AEROPORTO
DI FANO: IL NUOVO ELDORADO!!!
Siamo
stati facili profeti nell’affermare, pochi giorni fa, che la “moratoria”
per nuovi investimenti all’aeroporto, approvata dal Consiglio Comunale, era
fumo negli occhi, un contentino, e che non si deve abbassare la guardia per
raggiungere il fine del parco all’aeroporto.
La
storia ci ha dimostrato che sull’aeroporto i politici di Fano hanno dichiarato
tutto ed il contrario di tutto, mentre inesorabilmente, forse ispirati da una
lobby silenziosa ma tenace, gli interventi tesi alla costruzione
dell’aeroporto con annessa pista in cemento sono sempre stati fatti (con i
nostri soldi), il parco invece non c’è.
Ecco
ora una nuova trovata: rifacciamo un bel studio che ci indichi il futuro!
E se
questo non andrà bene se ne farà un altro, e poi un altro, perché qualcuno ha
già deciso che l’aeroporto a Fano si deve fare.
Era
facile la nostra previsione anche perché, al di fuori della sala del Consiglio
ma nelle sale delle decisioni, c’era chi ha ipotizzato la possibilità
(avanzando, informalmente, la proposta ai Vigili del Fuoco di Fano) di stabilire
la nuova stazione dei pompieri proprio nella zona aeroportuale.
Che
senso avrebbe edificare lì la stazione se non si prevedesse uno sviluppo della
zona? (Forse dovremmo essere contenti che, se cadesse un aereo, l’intervento
sarebbe molto veloce. Ma noi non vorremmo che questi cadessero… tanto meno
sulle case dei quartieri intorno alla pista).
Il
risultato finale è sempre lo stesso, prendere in giro i cittadini, tenerli
buoni con la parola parco (che non si fa) mentre si continua a “lavorare”

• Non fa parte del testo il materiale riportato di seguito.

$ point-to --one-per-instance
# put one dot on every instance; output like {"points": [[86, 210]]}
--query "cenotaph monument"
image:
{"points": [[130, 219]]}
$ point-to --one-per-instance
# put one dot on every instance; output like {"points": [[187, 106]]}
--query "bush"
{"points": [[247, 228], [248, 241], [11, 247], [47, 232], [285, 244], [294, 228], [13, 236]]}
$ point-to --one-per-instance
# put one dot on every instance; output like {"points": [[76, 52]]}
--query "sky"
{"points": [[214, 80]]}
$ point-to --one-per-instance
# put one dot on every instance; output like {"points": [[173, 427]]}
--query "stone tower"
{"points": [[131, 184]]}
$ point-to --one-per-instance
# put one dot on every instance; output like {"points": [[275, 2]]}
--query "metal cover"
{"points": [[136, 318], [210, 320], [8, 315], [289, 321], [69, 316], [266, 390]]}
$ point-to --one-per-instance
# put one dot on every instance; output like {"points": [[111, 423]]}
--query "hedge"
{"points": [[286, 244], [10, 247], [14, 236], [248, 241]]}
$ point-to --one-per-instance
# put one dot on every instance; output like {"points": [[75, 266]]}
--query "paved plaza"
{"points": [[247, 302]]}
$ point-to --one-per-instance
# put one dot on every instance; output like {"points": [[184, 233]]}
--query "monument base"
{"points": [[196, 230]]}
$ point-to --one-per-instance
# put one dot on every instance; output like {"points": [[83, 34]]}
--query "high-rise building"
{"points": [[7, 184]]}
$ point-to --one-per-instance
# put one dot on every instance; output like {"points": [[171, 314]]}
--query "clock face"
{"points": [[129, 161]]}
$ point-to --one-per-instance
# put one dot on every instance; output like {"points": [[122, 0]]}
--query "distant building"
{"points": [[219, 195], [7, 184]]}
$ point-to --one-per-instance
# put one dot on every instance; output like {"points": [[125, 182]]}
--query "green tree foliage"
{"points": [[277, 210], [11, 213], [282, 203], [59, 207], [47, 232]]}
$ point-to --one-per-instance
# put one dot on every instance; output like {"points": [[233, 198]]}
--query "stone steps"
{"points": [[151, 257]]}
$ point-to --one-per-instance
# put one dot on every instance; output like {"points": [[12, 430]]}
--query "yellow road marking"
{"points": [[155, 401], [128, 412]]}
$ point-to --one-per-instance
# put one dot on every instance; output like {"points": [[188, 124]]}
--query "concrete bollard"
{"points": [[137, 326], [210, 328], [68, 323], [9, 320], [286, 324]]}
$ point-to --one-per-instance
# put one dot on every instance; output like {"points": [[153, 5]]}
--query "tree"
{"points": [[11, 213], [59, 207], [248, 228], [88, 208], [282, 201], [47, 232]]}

alacremente per l’aeroporto e i lucrosi affari che stanno intorno a questo
nuovo sperpero di risorse pubbliche.
Vorremo
poi contestare alcune affermazioni pubbliche rilasciate dalla società che
gestisce l’aeroporto, la “Fanum Fortunae”, secondo la quale avrebbe
lasciato terreno, bontà loro, per il parco. A noi risulta il contrario: la
recinzione è stata fatta perimetrando all’interno della area aeroportuale una
zona (che varia da 150 a 50 metri sul lato sinistro della pista, direzione
terra-mare) che inizialmente non era inserita nell’area dell’aeroporto. Solo
successivamente, con una variante, questo esproprio era stato “legalizzato”.
Questa
superfetazione ha prodotto un guasto: ha spezzato l’area di proprietà
comunale su cui poteva nascere il parco. Ora tra l’area di proprietà comunale
confinante con via Papiria e quella, sempre comunale, esistente tra via della
Colonna e via del Santuario, c’è un cuneo di proprietà del demanio che tocca
il perimetro dell’aeroporto (la piantina può essere consultata nelle pagine
dedicate al parco del nostro sito internet: www.abanet.it/papini/).
Ciò
determina l’impossibilità di un passaggio tra le due aree comunali e vincola
il futuro di un parco che poteva essere realizzato subito, a partire dalle
attuali aree, senza vincoli demaniali.
Ci
piacerebbe che sull’argomento venisse fatta chiarezza.